Fionnan Sheahan: Same old story at top of civil service -- inside jobs
Published 18/04/2011 | 05:00
'THE civil service never sets up a review, the results of which it cannot determine." The oft-quoted semi-fictitious character from 'Yes, Minister', Sir Humphrey Appleby, beautifully sums up the workings of the mandarins of the civil service.
And it certainly springs to mind when considering the way three crucial posts in the government apparatus are being filled.
Despite all the baloney about public sector reform, the new Government caved in when it came to thinking outside the box on the way the civil service chiefs were appointed.
It's the same old story at the very top of the civil service: inside jobs.
In the coming weeks, the Government will appoint three key figures in reshaping how the public service operates in this country.
A new secretary general to the Department of the Taoiseach and to the Government will take up office on Merrion Street.
A new post will be created in that department for a second secretary general, specifically charged with looking after the new inner circle of the Cabinet in charge of the economy policy and co-ordinating European Union activities.
And a secretary general will be appointed to the new Department of Public Expenditure and Reform.
These appointments have the potential to set the tone on the Government's attitude to genuine reform of the public sector.
The holders of these posts will be expected to drive the change in attitude and application in the civil service and have a knock-on effect in the wider public sector.
Public Expenditure and Reform Minister Brendan Howlin changed the way most senior civil servants are appointed last month.
Civil servants lost control of the body in charge of deciding who gets these jobs with a chairman and a majority of the members of the Top Level Appointments Committee (TLAC) coming from outside the public sector.

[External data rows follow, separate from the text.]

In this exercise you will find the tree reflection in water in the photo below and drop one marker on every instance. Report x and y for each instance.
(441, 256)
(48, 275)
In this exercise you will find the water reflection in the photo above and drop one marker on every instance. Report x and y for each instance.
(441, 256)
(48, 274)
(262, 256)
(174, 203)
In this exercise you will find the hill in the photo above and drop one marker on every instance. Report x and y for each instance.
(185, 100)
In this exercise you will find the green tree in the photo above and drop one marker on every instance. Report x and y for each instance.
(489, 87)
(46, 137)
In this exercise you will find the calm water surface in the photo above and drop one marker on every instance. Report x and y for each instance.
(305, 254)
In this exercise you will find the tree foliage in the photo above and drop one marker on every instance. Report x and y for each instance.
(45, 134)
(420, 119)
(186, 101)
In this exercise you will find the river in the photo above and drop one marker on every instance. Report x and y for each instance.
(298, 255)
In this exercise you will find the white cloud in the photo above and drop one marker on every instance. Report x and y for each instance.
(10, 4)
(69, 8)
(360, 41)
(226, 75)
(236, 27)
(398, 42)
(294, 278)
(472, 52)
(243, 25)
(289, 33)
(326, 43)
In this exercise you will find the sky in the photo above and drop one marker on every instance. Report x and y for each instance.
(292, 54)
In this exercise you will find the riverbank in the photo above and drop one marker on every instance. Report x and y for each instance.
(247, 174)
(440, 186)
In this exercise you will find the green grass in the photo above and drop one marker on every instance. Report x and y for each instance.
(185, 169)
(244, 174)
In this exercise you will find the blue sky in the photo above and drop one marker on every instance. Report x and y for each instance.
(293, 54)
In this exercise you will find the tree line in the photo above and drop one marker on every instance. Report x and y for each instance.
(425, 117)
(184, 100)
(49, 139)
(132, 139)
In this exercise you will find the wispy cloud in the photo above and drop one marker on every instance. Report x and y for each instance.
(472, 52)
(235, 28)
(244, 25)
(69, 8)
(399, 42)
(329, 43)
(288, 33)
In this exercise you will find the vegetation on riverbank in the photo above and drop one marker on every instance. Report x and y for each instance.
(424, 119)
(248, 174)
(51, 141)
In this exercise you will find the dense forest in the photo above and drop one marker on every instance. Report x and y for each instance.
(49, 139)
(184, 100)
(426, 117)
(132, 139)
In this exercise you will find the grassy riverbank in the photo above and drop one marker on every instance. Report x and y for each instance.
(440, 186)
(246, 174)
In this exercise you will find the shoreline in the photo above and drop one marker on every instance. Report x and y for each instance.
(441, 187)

"This Government is committed to reforming the public sector and this reform must happen from the top down," Mr Howlin said, praising his own initiative.
But there wasn't reform from the "top down".
The Merrion Street mandarins didn't lose control of the appointments at their own level.
Appointments to senior positions in the Departments of the Taoiseach, Finance, Foreign Affairs and the Revenue Commissioners don't fall under TLAC's remit and are appointed directly by the Government.
This arrangement didn't change under Mr Howlin's reforms.
Ironically, the appointment of the top civil servant to the department in charge of public sector reform will be appointed by existing procedures.
The new chief of Mr Howlin's department will send his CV to Dermot McCarthy, the secretary general of the Department of the Taoiseach by 5pm this evening.
From there, Mr McCarthy will present a list of potential appointees to Taoiseach Enda Kenny and the Cabinet.
Mr McCarthy, the central pillar of the social partnership process over the past decade, will also be pivotal in the appointment of his own successor.
The Government can reject the list and opt to advertise externally.
The new Coalition also promised to bring in a greater level of outside expertise.
Indeed, this commitment is enshrined in the Programme for Government.
"All appointments at principal officer level and above will be open to external competition and at least one-third of such appointments will be reserved for candidates from outside traditional civil service structures for a five-year period," the agreement between Fine Gael and Labour says.
But these three appointments at the top of the civil service won't be open to external competition.
"The intention is to fill internally," a government spokesman said last night.
Mr Howlin's spokesman said specific posts require "particular knowledge of how the Government functions and it is natural that the Government would want to consider serving officers in that context".
If the same logic was applied elsewhere, Patrick Honohan wouldn't be the governor of the Central Bank, Matthew Elderfield wouldn't be the Financial Regulator, Mike Aynsley wouldn't be chief executive of Anglo Irish Bank and Christoph Mueller wouldn't be the chief executive of Aer Lingus.
By limiting the recruitment process to the existing civil servants, the Government cannot really say they have identified the best people for the jobs -- just the best available in the existing pool.
And anybody who read the Wright Report on the Department of Finance would hardly conclude the pool is the most talented.
The depressing failure to embrace change, to see what else is available, means the Government is accepting the civil servants' view that they are the only ones who can be trusted to run the show.
The quaint notion of a successful chief executive in the private sector or a civil servant based in a foreign country being suited to the role and bringing a fresh outlook and different experience is just too alien a concept.
After all, that would upset the apple cart and that can't be allowed.
A bright new era under a reforming and open Government has dawned -- only for the blinds in Government Buildings to be pulled down just as quickly.
The so-called 'permanent Government' wins out yet again.
Let's leave the last words to Sir Humphrey's mentor, Sir Arnold Robinson: "My dear boy, it's a contradiction in terms: you can either be open or you can have Government."